Friday, September 09, 2011
The Best 'No' That Was Ever Said
I was going to title this post as "Some More Thoughts on Celibacy" but then by some delicious serendipity my friend and lovely writer Maura Hernandez wrote this on Twitter: "Saying 'no' feels good. You should try it."
This hit me at the core, because it was exactly the phrase I was looking for in the wordsmith mill. You see, last night, after dinner with friends in Fort Lauderdale, I walked around in a club on Las Olas, looking for a few strays who had left the table for some diversion while a few of us finished our cocktails.
The place was hazy, shadows and lights in stark contrast, bouncing off the walls like the music -- scantily clad club goer bodies everywhere and I couldn't find my friends.
I'm not surprised they didn't stay.
There were an unusual amount of women who looked like Russian whores and lots of young Guido types. The bouncer, who was a Caucasian refrigerator about ten feet tall, wasn't carding people. But his mountainous stature was all for naught -- I suspect the biggest threat to the place was a Boca bitch wearing steel sharp stilettos, lording it over with her cheap hundred dollar hair extensions. The spot wasn't particularly appealing to me. It reeked of fake. It portended sex for money, not love.
And then it happened. The ex-boyfriend just swooped into my line of sight, life flashing before me in a 30 second B movie that I hate to replay.
I saw him mingling with some "kids" in the corner.
How is it possible to feel compassion and repulsion at the same time?
Honestly, nearly a year and half later, that's what I felt.
And I was a bit surprised ... I hadn't thought about him at all in months.
All this bolstered my now conscious decision to be celibate in a sex-crazed world, a world that defines relationship that way.
Because along the path of celibacy, I have also developed some of the best relationships I've ever had, some that have made my life more meaningful and given me great purpose -- something I could never achieve with the ex and much less so wearing the mask of cheap romance.
But more about the evening.
It probably wasn't a coincidence that some of my dining companions were a lovely couple that had found love under some rather challenging circumstances. One of party is going through a divorce and the other was encouraging the partner to feel compassion for the soon-to-be ex-spouse.
People come into our lives for a reason. Perhaps if my ex had not come into my life, I wouldn't have had the trial experience and I wouldn't be where I am today, feeling very complete on my own and very anchored in this drifting process of living. Because we are all drifting towards death and it is all a process, whether we want to acknowledge it or not. I know it sounds morbid, but if you don't appreciate every breath you take, warts and all, you aren't really living.
Why do I tag this blog as a "guide to chronic living"? Because we can't help it. Life is a gift.
And my friend Maura is right. Every 'no' is a great thing, because it opens opportunities not only in our own lives but to someone else and elsewhere. Every time I say 'no' someone else gets a 'yes' ... it is all a give and take in this interconnected web, an interchange and market of the same energy.
You cannot possibly feel alone when you feel connected this way.
This is why, even though it sucked to see my ex and I thanked God he didn't acknowledge or recognize me (I've lost weight and after all, it was a crowded lounge), I can still project love to him.
I still wonder, however, how I could have ever spread my legs for that man, and I know every woman can relate to that.

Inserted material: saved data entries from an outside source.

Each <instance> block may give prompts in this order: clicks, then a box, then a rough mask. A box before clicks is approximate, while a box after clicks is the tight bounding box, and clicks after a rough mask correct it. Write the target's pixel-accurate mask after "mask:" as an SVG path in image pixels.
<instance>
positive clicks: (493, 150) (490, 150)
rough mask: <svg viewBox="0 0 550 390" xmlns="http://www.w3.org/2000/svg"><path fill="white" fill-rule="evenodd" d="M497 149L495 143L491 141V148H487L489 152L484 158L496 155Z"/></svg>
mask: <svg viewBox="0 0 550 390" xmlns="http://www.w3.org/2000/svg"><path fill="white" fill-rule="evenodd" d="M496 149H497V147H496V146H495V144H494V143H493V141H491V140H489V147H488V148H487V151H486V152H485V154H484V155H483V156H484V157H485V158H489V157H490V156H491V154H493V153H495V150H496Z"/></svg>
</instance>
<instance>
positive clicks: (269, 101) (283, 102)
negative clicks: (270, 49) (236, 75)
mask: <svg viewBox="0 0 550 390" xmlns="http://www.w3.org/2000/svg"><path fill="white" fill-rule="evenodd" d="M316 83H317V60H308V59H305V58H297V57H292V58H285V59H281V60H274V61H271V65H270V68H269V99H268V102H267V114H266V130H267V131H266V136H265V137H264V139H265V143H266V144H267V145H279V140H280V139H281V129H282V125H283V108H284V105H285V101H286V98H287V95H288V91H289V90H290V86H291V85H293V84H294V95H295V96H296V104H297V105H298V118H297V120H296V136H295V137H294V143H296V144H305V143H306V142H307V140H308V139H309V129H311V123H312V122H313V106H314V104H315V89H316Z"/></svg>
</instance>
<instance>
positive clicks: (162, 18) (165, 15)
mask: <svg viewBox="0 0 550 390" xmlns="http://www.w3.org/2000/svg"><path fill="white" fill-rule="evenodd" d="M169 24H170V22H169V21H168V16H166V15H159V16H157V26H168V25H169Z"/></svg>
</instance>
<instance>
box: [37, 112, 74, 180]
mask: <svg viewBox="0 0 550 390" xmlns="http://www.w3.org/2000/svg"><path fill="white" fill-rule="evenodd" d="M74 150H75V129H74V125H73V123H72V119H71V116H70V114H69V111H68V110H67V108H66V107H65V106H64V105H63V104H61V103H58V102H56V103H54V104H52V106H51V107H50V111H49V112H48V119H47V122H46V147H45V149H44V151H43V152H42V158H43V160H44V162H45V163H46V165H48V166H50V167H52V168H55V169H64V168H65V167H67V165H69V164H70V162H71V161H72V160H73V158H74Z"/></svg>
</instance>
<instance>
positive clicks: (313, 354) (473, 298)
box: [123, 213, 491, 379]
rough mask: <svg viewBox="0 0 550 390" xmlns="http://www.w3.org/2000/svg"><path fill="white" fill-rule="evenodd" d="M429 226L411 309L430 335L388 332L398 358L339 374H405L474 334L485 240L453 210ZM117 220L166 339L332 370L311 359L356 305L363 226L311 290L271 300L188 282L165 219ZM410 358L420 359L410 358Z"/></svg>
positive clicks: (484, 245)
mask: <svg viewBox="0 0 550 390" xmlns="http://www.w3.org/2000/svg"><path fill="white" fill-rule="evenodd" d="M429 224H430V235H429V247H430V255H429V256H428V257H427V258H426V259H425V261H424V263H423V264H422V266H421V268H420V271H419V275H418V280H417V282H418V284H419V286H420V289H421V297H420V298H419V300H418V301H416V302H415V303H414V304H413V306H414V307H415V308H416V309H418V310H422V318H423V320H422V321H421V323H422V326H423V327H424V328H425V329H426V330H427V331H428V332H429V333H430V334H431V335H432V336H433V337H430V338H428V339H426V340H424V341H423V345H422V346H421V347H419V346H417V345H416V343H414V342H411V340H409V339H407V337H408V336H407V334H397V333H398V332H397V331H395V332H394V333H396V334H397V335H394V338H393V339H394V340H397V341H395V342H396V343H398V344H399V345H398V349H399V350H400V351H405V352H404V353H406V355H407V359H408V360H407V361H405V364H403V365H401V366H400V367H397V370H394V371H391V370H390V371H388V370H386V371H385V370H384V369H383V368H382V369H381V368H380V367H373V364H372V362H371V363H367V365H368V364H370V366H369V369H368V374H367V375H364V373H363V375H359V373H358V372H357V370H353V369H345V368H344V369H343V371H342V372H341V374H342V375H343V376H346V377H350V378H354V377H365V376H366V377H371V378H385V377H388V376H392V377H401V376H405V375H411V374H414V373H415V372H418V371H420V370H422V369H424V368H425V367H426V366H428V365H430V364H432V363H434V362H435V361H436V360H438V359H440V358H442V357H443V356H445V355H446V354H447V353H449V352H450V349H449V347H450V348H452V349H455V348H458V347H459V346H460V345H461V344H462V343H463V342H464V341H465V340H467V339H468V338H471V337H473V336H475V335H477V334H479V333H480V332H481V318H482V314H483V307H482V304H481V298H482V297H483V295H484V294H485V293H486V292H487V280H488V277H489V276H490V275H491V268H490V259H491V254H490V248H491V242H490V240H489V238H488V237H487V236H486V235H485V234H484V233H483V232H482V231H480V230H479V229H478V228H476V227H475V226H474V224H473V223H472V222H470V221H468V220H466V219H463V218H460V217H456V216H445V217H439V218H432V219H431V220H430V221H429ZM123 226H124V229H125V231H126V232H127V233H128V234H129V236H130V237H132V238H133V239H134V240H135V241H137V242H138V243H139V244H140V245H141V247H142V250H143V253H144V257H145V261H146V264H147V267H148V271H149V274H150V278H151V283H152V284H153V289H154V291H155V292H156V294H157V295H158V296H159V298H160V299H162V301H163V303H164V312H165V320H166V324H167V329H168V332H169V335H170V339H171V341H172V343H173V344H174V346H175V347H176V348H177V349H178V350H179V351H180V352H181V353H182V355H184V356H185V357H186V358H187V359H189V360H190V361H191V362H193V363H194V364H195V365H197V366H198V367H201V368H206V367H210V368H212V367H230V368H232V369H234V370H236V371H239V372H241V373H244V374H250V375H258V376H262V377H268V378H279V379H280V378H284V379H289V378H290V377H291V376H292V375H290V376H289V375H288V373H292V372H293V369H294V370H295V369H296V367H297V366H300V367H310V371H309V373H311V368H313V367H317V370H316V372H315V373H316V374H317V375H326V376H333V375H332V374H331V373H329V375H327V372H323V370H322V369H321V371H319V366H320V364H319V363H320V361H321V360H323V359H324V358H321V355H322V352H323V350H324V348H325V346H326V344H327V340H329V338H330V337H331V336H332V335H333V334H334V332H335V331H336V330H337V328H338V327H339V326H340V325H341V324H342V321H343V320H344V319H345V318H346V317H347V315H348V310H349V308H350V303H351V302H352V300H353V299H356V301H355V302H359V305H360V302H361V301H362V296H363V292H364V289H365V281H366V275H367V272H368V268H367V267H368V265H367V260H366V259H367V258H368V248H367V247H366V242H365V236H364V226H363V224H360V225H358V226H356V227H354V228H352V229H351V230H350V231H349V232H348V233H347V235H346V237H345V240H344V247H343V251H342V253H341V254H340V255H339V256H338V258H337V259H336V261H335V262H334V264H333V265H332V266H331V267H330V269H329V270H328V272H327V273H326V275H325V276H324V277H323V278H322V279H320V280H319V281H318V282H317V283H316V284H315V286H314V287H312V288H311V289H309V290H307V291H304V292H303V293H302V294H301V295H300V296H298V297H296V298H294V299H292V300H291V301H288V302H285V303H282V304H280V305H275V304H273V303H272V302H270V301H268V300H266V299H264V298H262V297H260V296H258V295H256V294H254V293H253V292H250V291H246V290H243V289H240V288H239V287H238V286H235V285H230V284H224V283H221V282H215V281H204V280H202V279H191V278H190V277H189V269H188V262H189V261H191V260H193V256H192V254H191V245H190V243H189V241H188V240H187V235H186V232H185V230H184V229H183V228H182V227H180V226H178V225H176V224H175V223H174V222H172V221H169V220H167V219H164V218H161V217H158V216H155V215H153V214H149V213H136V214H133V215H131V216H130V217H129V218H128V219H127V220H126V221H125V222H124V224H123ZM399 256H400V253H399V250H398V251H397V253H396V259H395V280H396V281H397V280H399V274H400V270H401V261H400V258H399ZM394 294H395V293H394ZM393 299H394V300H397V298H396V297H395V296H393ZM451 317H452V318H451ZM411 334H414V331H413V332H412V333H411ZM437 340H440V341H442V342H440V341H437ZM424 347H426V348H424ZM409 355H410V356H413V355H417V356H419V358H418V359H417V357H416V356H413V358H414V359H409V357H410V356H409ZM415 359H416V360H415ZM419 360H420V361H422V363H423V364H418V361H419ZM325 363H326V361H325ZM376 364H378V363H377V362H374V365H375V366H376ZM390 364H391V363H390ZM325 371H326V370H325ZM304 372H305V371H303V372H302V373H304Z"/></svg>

And regardless, we were not the right match.
When I was younger, I thought that people gave me funny looks for being single and childless. Now, I think the "funny look" might have been a glance of envy for the power and freedom I enjoy because I'm single and childless.
There is nothing wrong with love and having a family, but there is also nothing wrong with honoring a path of devotion to others that are not your biological family. That is really what celibacy is all about. Actually, being celibate is all about love. Real love, agape love -- devotion to the world -- not just one individual.
When I hear my single friends whine about men and loneliness, I wish I could reach into their hearts and show them that there's so much more to life than sex and romance. There's nothing wrong with sex and romance, but the heart needs to aspire to more eventually. We are bigger and better than that.
Sex and romance can be true detractors from our real purpose.
So far, I've told you there's nothing wrong with a bunch of contradictory things and now I'm going to mix it up and tell you that I have no clue what the right thing is for you or anyone, but I do know this: no lover will ever take away my purpose in life. He'll contribute to it. And I won't settle for less. Love is enormous and his heart better be even bigger. We will swell and sway together.
In the meantime, I'm happy to be in this path.
Those two little words 'no' and 'yes' can define us in so many ways. They help set boundaries. You can still be loving and refuse with a 'no' when it's the right thing to do. And you can take huge leaps of faith when you say 'yes' for the right reasons as well.
If my ex hadn't said 'no' to me, I would've been in a place that I would have never wanted to be. He did me a huge fucking favor. I am grateful to him for that even if it makes no sense or it rhymes with reason in a twisted way.
Think about that simple word 'no' ... it could be your most fortunate destiny.